Maybe the poll respondents were describing how they wish to be, instead of how they really are.

Wishful budget thinking
"There's probably a lot of wishful thinking in this response," says Jared Bernstein, director of the Living Standards Program of the Economic Policy Institute, a Washington think tank. "It's probably more accurate to say that three-quarters think they should work on a monthly budget. How many do it is tough to say."

That's the diplomatic way of expressing it. Here's another way: "I don't think people were telling the truth in the poll," says Robin Byford, a certified public accountant and Certified Financial Planner who helps oversee financial literacy education efforts for the Oklahoma Society of CPAs. If people really did stick to carefully prepared budgets, they would spend less and save more, she says. "As a whole, we're spending more than we're making."
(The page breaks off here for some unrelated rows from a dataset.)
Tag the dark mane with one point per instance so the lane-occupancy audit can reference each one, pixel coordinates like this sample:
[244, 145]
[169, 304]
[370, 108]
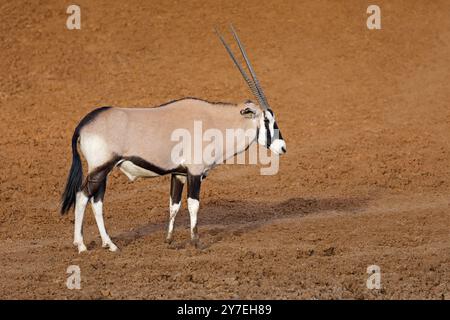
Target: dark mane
[192, 98]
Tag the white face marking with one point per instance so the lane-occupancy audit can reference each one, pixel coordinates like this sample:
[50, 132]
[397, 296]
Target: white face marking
[97, 207]
[133, 171]
[277, 146]
[181, 178]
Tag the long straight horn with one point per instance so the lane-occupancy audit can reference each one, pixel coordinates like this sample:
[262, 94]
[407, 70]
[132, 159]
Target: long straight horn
[250, 83]
[249, 66]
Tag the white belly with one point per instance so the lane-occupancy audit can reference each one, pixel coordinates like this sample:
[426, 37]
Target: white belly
[133, 171]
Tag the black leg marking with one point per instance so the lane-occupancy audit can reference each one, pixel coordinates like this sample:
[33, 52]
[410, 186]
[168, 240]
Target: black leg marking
[176, 189]
[194, 184]
[95, 183]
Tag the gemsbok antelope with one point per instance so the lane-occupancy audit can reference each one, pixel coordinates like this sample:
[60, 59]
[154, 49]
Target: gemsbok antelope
[138, 141]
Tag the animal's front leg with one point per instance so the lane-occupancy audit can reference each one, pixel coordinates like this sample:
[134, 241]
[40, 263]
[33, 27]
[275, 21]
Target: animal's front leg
[194, 182]
[176, 189]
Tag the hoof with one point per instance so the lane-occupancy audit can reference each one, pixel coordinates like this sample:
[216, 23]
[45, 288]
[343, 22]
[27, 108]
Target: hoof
[195, 243]
[111, 246]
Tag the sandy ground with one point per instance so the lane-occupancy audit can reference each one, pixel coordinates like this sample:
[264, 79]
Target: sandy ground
[366, 179]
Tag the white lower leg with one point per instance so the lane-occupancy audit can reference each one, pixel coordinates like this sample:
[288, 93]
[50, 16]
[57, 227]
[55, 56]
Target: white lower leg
[193, 206]
[80, 206]
[97, 207]
[173, 208]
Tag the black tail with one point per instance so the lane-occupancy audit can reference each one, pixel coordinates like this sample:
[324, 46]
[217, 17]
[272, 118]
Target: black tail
[75, 178]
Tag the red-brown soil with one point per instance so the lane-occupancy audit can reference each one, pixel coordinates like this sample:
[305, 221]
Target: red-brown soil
[366, 179]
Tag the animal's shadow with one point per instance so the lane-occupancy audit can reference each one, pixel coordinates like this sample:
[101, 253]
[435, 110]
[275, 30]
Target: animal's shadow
[219, 218]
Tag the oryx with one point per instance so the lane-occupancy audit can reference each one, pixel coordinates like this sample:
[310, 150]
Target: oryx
[138, 141]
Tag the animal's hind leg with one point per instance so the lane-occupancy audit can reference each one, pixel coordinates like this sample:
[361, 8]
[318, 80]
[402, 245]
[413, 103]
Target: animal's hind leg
[176, 189]
[80, 206]
[97, 207]
[194, 183]
[95, 186]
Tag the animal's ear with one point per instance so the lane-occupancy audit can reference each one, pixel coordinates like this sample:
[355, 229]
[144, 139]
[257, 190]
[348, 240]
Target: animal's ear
[248, 112]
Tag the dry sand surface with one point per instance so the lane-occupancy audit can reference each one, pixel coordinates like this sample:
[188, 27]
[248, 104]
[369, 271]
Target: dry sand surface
[366, 179]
Robert Manning, author of the book "Credit Card Nation," which looks at the costs of aggressive marketing of consumer credit, says the poll "shows you the limits of self-reporting and underscores the optimism of American society."

Imagine a nation ...
Optimism? Manning explains what he means by imagining another country that shared our employment instability, sharply rising medical costs, soaring costs of higher education and high divorce rate. The anxious people of that nation would save more of their income than Americans do. When it came to budgeting, they would not only talk the talk, they would walk the walk.